# Before you start


**First downloaded the USA_Housing.csv and checker.py from github, link is:** https://github.com/UCLA-LACC-21/M4-ML-AI
**Then you need to drag/upload the two files into this colab session (click the files button on the left of this notebook and drag the files to it).**

There are three examples in this lab, which is designed to let you familiar with basic ML algorithm implementation in python and how to implement them, along with different kinds of useful libraries. For two fo the examples, you need to write one or two lines of code yourself, and the checker function will let you know whether it is correctly implemented or not.

# Linear regression 

First, let's start with a very basic example and implement linear regression from scratch using the formula. Let X be some random numbers that follows normal distribution with mean = 1.5 and stddev = 2.5, and target y is computed using the equaltion y = 2 + 0.3 * X + res, where res is the residual term which also follows normal distribution.

In [None]:
import checker
import pandas as pd
import numpy as np
from matplotlib import pyplot as plt

# Generate 'random' data
np.random.seed(0)
X = 2.5 * np.random.randn(100) + 1.5   # Array of 100 values with mean = 1.5, stddev = 2.5
res = 0.5 * np.random.randn(100)       # Generate 100 residual terms
y = 2 + 0.3 * X + res                  # Actual values of Y

# Create pandas dataframe to store our X and y values
df = pd.DataFrame(
    {'X': X,
     'y': y}
)

# Show the first five rows of our dataframe
df.head()

Now we have generated our own data for linear regression. Let's calculate the alpha and beta terms using the equations. Here alpha is the beta0 term in lecture slides, which is the intercept of the line. 

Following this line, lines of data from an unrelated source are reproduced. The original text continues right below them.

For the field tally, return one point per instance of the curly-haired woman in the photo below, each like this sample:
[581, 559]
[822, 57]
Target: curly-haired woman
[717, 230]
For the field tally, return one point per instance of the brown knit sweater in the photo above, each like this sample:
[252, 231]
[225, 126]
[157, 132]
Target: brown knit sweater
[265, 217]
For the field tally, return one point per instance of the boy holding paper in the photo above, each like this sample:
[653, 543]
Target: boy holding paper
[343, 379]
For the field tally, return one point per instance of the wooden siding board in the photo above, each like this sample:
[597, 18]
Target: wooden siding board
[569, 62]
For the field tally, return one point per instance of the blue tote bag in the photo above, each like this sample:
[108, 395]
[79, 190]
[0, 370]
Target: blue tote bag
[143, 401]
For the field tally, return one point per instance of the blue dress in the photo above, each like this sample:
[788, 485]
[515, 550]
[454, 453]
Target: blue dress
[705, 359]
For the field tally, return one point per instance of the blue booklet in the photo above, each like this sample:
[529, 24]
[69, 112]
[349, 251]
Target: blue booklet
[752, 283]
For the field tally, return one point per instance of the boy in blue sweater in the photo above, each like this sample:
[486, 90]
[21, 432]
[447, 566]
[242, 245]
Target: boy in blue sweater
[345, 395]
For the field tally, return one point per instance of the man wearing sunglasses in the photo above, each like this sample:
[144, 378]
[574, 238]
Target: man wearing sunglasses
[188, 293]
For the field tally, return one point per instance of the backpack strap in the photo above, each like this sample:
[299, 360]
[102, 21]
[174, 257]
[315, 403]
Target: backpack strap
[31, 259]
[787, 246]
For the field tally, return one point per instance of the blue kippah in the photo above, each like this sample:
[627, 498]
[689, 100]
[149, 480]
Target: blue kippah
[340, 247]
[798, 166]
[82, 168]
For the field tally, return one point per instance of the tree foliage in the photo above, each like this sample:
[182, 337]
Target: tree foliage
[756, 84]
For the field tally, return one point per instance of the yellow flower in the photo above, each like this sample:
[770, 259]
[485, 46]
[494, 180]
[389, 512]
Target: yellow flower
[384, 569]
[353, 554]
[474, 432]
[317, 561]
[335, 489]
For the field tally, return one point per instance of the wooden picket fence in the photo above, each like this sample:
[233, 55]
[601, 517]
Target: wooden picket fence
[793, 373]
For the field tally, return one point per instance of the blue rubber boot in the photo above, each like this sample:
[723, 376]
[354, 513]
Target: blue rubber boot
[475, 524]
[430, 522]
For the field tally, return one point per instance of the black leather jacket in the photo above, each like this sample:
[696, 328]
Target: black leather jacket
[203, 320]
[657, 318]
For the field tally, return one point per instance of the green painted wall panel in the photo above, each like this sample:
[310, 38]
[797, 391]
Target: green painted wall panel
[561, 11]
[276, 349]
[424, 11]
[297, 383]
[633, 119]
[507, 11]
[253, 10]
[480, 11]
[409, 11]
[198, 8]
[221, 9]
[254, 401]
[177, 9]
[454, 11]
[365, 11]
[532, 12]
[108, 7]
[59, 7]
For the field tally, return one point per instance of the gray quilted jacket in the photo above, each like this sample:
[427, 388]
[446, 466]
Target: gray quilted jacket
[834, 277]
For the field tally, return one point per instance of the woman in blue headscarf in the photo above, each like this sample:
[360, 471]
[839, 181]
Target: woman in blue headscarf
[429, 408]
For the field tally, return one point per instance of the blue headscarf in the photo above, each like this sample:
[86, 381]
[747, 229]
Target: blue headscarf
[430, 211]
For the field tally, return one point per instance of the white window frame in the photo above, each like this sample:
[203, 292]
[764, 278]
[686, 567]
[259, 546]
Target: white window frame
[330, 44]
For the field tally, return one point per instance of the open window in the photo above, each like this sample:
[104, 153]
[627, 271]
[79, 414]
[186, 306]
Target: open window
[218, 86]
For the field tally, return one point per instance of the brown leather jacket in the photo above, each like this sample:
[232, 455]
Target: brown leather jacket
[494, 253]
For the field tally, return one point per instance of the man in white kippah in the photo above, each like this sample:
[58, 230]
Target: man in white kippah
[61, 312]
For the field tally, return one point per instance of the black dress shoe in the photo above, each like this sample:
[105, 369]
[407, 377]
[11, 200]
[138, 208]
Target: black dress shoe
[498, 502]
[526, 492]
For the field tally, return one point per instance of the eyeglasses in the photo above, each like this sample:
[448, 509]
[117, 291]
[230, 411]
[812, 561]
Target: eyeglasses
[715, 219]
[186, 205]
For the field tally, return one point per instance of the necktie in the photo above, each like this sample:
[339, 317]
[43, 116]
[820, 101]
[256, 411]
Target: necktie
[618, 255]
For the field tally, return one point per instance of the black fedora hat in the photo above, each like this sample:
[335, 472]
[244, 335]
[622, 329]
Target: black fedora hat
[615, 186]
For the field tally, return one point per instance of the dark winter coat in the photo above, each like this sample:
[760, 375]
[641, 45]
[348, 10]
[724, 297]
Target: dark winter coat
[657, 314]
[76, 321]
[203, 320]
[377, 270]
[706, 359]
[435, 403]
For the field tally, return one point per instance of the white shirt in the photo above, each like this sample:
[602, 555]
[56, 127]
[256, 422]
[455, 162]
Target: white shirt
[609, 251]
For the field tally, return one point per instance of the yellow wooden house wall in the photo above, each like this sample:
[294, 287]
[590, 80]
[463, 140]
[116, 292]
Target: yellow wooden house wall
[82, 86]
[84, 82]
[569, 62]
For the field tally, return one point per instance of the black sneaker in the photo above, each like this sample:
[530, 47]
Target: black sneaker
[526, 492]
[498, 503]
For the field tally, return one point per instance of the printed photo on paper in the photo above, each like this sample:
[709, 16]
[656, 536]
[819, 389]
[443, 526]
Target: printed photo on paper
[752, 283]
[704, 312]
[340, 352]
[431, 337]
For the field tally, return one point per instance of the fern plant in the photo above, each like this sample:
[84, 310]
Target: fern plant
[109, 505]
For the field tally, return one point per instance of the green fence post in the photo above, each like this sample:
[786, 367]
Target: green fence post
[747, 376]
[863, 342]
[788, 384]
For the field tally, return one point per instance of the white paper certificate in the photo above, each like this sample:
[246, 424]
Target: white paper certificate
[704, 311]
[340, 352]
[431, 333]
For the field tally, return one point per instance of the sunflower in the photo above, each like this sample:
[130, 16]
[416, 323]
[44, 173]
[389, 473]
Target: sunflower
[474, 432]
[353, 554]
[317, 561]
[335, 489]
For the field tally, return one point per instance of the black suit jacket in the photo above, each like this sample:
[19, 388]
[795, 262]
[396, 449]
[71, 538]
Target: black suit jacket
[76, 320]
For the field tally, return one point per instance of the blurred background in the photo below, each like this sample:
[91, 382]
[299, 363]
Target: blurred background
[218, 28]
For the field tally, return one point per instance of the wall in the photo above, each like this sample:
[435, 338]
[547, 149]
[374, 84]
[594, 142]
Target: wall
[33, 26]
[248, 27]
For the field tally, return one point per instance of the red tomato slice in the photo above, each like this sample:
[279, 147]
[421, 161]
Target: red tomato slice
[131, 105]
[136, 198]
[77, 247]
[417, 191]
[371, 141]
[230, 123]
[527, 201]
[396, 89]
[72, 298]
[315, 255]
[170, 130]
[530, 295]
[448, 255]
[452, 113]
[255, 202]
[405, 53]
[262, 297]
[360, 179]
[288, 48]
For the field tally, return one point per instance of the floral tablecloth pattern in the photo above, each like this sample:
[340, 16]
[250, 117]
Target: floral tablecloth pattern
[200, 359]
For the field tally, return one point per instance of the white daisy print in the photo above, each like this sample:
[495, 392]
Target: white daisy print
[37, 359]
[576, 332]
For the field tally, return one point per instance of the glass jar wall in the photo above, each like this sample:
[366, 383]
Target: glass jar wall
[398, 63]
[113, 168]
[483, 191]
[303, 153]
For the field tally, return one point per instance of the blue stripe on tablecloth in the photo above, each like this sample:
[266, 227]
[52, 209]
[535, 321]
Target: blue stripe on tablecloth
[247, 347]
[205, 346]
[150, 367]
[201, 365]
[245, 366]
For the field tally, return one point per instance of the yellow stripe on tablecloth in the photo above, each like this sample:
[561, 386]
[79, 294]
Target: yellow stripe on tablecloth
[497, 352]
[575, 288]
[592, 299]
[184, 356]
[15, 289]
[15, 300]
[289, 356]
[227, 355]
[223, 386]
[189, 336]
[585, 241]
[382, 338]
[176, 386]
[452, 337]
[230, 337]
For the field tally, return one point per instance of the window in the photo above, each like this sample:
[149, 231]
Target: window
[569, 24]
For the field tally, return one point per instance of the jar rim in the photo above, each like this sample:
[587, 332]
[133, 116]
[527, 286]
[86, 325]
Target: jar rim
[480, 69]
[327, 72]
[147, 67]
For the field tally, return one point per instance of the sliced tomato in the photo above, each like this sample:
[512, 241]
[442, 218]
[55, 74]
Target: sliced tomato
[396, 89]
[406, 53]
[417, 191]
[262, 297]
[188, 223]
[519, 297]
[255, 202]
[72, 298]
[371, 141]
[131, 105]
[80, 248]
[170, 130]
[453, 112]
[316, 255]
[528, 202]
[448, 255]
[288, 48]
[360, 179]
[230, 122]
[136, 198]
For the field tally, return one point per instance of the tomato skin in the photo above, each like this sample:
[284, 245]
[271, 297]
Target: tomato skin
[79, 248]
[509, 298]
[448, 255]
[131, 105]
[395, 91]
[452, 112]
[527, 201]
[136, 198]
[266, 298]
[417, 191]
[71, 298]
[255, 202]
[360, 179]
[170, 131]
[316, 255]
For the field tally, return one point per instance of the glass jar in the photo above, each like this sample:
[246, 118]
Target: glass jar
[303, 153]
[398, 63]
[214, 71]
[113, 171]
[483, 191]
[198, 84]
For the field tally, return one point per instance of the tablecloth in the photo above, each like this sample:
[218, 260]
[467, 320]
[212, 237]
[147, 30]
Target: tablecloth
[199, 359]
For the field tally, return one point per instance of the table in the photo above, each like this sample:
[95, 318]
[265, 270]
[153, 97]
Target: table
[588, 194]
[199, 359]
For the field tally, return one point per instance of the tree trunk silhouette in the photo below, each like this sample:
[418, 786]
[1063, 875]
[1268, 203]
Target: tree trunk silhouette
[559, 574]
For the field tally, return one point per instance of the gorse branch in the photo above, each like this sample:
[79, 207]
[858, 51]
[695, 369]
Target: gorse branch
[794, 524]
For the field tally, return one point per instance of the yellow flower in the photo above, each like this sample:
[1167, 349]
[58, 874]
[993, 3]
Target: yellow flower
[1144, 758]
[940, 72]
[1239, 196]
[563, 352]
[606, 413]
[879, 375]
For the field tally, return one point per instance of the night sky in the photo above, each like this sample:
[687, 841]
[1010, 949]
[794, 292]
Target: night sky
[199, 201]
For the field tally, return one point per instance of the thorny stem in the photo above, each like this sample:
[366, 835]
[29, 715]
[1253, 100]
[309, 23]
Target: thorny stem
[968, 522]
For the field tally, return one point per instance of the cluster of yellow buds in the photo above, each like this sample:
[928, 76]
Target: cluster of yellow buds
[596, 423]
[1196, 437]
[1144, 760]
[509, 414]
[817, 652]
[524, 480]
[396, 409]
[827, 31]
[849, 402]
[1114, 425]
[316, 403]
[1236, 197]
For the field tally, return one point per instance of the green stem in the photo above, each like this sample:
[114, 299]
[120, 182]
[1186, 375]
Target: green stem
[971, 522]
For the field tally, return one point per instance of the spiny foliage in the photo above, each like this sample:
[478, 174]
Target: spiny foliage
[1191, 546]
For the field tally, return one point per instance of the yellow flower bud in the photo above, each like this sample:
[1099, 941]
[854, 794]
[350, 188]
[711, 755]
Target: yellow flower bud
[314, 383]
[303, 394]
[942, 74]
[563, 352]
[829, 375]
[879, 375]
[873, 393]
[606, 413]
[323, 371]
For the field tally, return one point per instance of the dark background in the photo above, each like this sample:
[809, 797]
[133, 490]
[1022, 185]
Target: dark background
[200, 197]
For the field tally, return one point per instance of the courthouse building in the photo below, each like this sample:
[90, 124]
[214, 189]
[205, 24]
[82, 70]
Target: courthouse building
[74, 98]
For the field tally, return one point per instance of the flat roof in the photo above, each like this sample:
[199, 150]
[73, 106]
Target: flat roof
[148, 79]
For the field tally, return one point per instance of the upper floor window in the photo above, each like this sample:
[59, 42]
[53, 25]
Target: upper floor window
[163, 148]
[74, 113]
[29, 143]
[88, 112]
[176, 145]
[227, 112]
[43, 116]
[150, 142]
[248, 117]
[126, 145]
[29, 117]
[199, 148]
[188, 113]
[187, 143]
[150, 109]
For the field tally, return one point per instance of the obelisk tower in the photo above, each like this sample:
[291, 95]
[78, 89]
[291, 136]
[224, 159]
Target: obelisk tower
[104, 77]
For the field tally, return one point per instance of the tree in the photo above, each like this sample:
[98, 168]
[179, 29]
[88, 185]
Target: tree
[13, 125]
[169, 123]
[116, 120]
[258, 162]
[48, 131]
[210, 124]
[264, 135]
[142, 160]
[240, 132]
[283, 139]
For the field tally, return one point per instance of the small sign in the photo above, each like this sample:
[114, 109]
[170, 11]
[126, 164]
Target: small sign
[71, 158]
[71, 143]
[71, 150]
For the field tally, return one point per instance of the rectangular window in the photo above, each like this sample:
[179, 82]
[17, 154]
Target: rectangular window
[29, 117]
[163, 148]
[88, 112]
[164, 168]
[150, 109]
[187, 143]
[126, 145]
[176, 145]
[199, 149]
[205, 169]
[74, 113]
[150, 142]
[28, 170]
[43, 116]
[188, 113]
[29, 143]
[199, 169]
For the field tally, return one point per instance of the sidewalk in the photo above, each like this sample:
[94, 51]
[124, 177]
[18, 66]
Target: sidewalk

**In this block there is one line of code that you need to implement yourself**, which is to calculate the alpha value based on the formula. Once you finish the implementation, run this block and the checker function will let you know whether you implement it correctly. 

In [None]:
# Calculate the mean of X and y
xmean = np.mean(X)
ymean = np.mean(y)

# Calculate the terms needed for the numator and denominator of beta
df['xycov'] = (df['X'] - xmean) * (df['y'] - ymean)
df['xvar'] = (df['X'] - xmean)**2

# Calculate beta and alpha, no multi-dimentional matrix operations here since we are processing with 1d data.
beta = df['xycov'].sum() / df['xvar'].sum()
#######################################
#your code here to calculate alpha, remember alpha is the intercept of the line
alpha = 
########################################
print(f'alpha = {alpha}')
print(f'beta = {beta}')
checker.check_alpha(alpha)

Generate the predicted y values based on our alpha and beta values, and the input X.

**This is one line of code essentially implement the function of a straight line, you should try to implement it yourself.**

In [None]:
###############################
#implement the one line code to generate y (prediction) according to calculated alpha and beta value and input X
ypred = 
###############################
checker.check_ypred(ypred)

To visualize how our regressor performs, plot the regression results against the actual y we generated. The blue line is our line of best fit, Yₑ = 2.003 + 0.323 X. We can see from this graph that there is a positive linear relationship between X and y. Using our model, we can predict y from any values of X!

In [None]:
# Plot regression against actual data
plt.figure(figsize=(12, 6))
plt.plot(X, ypred)     # regression line
plt.plot(X, y, 'ro')   # scatter plot showing actual data
plt.title('Actual vs Predicted')
plt.xlabel('X')
plt.ylabel('y')

plt.show()

Now we have finished the first example! It's a toy example that makes you understand better what's happening. 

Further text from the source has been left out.